Per-message latency_ms was already attached to every assistant turn via a message_latency dict in the inference loop. This change mirrors that pattern for usage: capture usage_from_response(...) per call, store under message_usage[len(messages) - 1], and thread it through ModelTurnResult → _run → all_messages_to_trace → litellm_message_to_trace_message. Sanitized via KILN_ONLY_MESSAGE_FIELDS before being sent back to providers.

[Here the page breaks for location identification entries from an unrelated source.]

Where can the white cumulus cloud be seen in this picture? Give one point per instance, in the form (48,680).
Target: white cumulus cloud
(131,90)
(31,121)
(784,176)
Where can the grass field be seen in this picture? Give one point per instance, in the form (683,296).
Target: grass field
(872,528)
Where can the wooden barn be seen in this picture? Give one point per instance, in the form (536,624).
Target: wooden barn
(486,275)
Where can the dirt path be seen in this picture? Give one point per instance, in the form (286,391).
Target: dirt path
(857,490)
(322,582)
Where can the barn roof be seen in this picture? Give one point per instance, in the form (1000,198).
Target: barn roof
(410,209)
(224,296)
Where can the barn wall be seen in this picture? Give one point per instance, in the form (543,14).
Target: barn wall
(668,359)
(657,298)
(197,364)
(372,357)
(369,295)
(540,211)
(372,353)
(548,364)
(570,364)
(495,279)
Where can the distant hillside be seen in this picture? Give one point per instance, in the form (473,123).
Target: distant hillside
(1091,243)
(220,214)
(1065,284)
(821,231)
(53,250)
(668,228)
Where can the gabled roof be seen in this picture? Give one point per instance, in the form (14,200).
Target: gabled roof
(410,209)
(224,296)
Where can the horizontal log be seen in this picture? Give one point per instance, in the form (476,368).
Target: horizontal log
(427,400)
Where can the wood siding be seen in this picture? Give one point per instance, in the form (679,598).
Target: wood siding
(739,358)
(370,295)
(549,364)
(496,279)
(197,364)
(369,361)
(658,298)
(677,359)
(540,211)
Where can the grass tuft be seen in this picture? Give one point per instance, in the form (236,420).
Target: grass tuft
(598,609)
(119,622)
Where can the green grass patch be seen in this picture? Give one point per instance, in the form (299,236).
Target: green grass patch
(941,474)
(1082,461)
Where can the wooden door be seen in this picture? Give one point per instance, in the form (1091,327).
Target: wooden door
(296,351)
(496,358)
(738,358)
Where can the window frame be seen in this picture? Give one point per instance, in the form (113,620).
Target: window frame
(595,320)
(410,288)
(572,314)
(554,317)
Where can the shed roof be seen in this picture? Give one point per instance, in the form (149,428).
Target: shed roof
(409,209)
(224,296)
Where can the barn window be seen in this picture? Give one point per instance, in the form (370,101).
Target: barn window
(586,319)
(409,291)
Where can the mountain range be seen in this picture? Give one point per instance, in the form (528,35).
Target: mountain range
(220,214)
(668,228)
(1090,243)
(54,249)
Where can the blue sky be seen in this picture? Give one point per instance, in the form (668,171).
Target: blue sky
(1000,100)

Usage extracted to its own module (kiln_ai.datamodel.usage) so open_ai_types can reference it without an import cycle. Re-exported from task_run for back-compat.

Example (real driven case, same trace)

Method	Tokens
Σ chain-summed `task_run.usage` (8 snapshots × last-inference each)	140,590
Σ per-message `usage` on leaf trace (all 12 inferences)	181,239

12 provider-billed inferences fit into 8 saved snapshots; 4 inner-loop calls were invisible before.

Tests

3847/3847 libs/core pass. New coverage:

test_run_model_turn_records_per_call_usage_for_each_tool_loop_inference — distinct usage shapes across a 2-call tool loop both land in message_usage.
test_all_messages_to_trace_attaches_per_message_usage — end-to-end onto trace dicts.
test_litellm_message_to_trace_message_includes_usage / _no_usage — leaf attach.
test_open_ai_types — wrapper field + KILN_ONLY_MESSAGE_FIELDS membership.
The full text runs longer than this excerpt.